Since the sun stopped shinning, the remaining citizens of Earth stopped keeping time. Therefore, it is a perpetual 1988 in this 2D dystopia and murderous robots are trying to take their revenge. The story in Black Future ‘88 is dismal, and even a little Matrix-ish, but the entire experience leans into this bleak narrative.
Playing as one of the last survivors, the goal is to gun your way through a procedurally generated tower filled with an army of enemies, hazards, and bosses. Making matters much worse, your heart is programmed to explode in twenty minutes so the player constantly needs to move, fight, and make progress to the top. Needless to say, the game is designed to kill the player repeatedly with only truly skilled players being able to see the true end. Honestly, the twenty minute time limit is a bit misleading as players will get blown to bits by enemies or a boss way before then. There is an assist mode that is designed to make the game easier with less enemies and a slow-mo effect but this isn’t how the game should be played.

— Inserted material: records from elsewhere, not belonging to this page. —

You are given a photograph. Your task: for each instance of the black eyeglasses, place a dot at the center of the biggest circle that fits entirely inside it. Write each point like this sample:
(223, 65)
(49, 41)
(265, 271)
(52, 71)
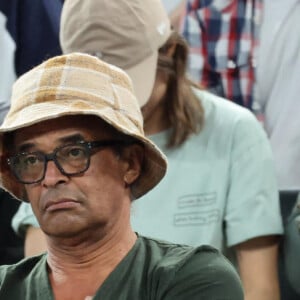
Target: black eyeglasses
(71, 160)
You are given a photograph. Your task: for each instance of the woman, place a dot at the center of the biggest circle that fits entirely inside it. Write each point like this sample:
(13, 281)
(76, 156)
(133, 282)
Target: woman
(220, 187)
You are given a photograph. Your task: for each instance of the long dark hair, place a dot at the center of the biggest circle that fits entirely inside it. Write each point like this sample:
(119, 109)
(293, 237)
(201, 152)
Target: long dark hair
(183, 108)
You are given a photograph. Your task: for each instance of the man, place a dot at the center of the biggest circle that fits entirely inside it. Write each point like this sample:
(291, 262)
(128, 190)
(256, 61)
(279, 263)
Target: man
(277, 97)
(25, 42)
(73, 146)
(220, 188)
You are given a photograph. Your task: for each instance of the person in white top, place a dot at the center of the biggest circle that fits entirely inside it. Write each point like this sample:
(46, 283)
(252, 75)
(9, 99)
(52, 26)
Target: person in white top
(277, 100)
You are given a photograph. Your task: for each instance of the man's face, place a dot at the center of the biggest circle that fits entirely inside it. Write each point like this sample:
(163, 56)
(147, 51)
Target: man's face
(96, 200)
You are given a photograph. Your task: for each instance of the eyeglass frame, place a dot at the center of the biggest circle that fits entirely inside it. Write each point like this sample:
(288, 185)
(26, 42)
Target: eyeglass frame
(89, 146)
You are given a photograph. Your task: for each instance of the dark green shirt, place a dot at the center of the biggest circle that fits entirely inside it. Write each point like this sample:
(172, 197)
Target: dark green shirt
(152, 270)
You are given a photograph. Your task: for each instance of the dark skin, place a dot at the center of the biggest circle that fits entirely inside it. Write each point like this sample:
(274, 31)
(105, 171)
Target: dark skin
(86, 218)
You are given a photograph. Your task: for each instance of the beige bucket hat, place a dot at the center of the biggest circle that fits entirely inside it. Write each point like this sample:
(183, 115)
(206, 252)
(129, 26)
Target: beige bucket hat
(79, 84)
(125, 33)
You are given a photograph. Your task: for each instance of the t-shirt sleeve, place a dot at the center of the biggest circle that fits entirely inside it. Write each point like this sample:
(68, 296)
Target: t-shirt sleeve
(252, 208)
(205, 275)
(23, 218)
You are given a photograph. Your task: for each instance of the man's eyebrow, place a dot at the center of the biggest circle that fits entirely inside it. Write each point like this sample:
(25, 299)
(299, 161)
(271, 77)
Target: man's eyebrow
(74, 138)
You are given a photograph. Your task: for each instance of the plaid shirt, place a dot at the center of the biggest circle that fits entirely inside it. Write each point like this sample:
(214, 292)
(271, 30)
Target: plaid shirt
(222, 35)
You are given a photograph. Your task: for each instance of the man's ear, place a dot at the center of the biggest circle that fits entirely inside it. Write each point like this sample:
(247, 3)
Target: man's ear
(134, 156)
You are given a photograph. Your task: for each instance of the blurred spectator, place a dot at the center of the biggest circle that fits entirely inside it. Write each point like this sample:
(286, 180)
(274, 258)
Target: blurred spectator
(277, 99)
(223, 36)
(28, 35)
(175, 9)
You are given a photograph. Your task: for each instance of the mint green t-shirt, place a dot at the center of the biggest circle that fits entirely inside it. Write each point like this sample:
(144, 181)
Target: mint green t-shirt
(152, 270)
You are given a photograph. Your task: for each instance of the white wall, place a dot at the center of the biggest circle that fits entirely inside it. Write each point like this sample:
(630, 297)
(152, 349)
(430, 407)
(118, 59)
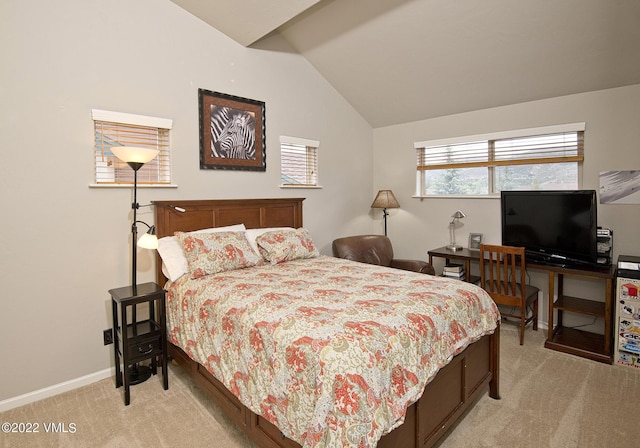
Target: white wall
(64, 245)
(611, 118)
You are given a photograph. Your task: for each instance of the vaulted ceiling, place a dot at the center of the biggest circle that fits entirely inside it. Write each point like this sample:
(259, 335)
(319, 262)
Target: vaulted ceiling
(398, 61)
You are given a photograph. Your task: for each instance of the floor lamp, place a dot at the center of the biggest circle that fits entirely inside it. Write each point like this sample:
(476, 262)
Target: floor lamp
(136, 158)
(384, 200)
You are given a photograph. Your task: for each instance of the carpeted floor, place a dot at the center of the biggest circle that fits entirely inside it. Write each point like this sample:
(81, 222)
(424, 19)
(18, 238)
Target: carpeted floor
(549, 399)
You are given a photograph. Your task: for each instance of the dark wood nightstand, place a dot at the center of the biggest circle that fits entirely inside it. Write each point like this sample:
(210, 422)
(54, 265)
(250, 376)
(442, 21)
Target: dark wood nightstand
(135, 341)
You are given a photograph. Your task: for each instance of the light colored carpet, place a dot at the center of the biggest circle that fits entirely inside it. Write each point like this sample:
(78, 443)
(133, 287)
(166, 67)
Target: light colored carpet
(549, 399)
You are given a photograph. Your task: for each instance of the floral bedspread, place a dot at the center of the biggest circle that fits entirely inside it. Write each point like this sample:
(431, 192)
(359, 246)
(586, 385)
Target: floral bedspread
(330, 351)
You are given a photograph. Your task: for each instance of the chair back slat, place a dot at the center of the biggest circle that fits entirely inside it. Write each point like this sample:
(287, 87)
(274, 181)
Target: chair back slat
(502, 270)
(502, 275)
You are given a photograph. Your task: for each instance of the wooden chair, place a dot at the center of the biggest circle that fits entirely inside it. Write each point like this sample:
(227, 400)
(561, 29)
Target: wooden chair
(502, 275)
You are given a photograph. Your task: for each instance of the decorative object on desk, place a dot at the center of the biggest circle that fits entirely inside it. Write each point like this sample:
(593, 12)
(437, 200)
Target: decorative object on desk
(457, 216)
(136, 157)
(232, 132)
(475, 240)
(384, 200)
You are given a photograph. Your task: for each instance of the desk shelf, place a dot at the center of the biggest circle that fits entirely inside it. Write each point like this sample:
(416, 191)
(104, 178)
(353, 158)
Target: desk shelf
(597, 347)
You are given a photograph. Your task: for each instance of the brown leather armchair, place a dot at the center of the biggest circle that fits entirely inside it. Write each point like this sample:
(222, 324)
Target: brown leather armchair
(376, 249)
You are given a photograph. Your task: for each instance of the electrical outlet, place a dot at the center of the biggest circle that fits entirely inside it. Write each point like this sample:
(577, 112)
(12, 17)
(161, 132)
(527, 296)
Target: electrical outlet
(108, 336)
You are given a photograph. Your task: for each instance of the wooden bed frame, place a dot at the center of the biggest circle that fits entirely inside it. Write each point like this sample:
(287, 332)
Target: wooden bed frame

Each playable character brings a different loadout to the fight but new weapons can be found along the way. Players also have the ability to enhance weapons by spending money to upgrade. The weapon variety also stands out since there is an arsenal available, each with pros and cons for a given situation. Combat in this fast paced action title is much more than run and gun as there are options. Like any side scrolling action game, the attack button, in this case the “Y” button, can be mashed to fire each weapon. However, more skilled or dedicated players might want to take advantage of the second analog stick to aim, essentially making the game a twin stick shooter. The player can also hold two weapons at a time and upgrade them with use. This takes quite a bit of time but such is the nature of Roguelikes.

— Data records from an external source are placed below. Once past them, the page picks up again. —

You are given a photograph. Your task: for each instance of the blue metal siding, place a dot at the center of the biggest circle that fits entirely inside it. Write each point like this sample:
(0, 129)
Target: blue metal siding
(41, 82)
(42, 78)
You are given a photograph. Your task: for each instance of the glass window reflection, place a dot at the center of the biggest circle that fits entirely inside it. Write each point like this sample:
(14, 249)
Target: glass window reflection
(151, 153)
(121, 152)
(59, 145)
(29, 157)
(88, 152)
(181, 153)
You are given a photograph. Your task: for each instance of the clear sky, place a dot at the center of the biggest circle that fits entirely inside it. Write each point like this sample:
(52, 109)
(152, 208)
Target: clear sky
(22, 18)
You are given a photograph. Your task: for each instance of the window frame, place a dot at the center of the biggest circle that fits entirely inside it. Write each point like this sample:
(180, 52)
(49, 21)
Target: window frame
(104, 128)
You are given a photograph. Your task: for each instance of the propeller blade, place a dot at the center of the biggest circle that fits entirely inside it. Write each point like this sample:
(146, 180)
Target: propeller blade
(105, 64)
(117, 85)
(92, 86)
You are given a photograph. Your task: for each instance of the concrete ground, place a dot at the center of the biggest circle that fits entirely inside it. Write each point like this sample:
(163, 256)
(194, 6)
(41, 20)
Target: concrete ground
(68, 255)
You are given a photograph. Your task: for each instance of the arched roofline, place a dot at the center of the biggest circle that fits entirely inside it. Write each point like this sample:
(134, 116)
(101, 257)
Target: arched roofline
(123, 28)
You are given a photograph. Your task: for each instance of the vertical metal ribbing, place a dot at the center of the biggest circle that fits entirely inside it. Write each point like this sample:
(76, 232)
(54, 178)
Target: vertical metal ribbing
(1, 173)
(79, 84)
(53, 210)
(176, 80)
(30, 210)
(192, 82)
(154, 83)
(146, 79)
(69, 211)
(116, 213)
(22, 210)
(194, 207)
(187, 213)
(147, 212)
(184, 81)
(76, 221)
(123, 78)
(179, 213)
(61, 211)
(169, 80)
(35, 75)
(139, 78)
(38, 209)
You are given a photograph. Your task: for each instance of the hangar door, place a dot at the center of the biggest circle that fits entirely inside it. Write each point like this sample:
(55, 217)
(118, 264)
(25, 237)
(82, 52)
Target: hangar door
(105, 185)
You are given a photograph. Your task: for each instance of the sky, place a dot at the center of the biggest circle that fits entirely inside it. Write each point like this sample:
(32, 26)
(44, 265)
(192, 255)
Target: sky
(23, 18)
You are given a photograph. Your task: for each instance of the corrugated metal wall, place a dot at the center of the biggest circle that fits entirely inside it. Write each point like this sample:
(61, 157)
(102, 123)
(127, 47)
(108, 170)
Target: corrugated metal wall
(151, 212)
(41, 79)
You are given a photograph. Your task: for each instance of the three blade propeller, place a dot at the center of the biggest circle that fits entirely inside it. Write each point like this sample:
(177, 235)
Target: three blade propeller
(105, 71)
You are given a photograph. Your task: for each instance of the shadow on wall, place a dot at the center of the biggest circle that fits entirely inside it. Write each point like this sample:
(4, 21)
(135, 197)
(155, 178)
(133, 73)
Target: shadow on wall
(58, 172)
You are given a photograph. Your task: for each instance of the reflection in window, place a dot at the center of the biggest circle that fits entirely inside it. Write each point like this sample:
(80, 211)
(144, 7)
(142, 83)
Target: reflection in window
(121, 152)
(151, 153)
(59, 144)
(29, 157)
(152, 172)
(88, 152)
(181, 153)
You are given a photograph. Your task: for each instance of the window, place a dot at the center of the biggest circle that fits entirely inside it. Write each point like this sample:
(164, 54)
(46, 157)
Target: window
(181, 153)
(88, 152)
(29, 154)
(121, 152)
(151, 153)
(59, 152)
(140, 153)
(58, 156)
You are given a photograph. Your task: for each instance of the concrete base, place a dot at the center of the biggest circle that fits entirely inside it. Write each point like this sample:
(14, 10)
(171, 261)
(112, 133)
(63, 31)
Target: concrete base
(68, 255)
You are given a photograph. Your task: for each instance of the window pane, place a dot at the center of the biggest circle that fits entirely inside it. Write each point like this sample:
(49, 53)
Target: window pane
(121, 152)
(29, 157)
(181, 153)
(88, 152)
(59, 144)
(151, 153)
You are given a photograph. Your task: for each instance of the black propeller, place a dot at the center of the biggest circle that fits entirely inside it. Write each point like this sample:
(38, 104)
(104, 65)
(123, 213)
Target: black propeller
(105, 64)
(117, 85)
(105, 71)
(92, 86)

High impact weaponry and the throngs of enemies isn’t the only thing that makes this an action game. Double jumps, dash moves, literal screen shaking explosions, a massive map, and tricky bosses round out the entire package. Since the game changes every time, along with map lay out, weapon placement, and bosses, players need to think on the fly and react. Two player co-op is also available locally that can help reduce the challenge but can increase the entertainment value depending who your partner is. But all the features you want are here including a soundtrack select, which is composed of crazy EDM, fast-paced tunes that suits the gameplay and dark visual tones.

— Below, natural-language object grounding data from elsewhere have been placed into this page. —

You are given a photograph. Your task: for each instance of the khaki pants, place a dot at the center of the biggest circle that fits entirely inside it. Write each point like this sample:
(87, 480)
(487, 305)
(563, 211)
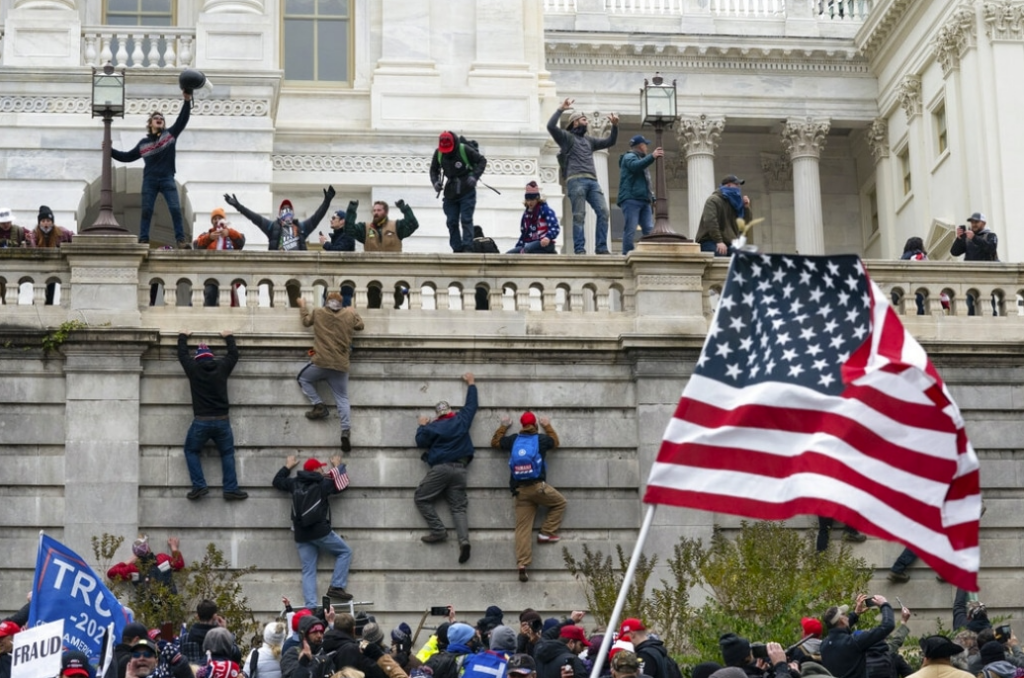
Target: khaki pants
(526, 501)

Despite some graphical inconsistencies (the 2D sprites are so well detailed, it can be difficult to distinguish what is a non-interactive part of the background and what has collision detection in the foreground), there is a lot to like in Black Future ’88. The steep difficulty might annoy some players but that is sort of the point. Rogues are designed to beat you down, over and over, until you finally make that one complete run which yields immense satisfaction. There are so many indie Rogues out there today but this is Switch eShop mixes well with Contra-style gameplay and will probably fly under the radar as a sleeper hit.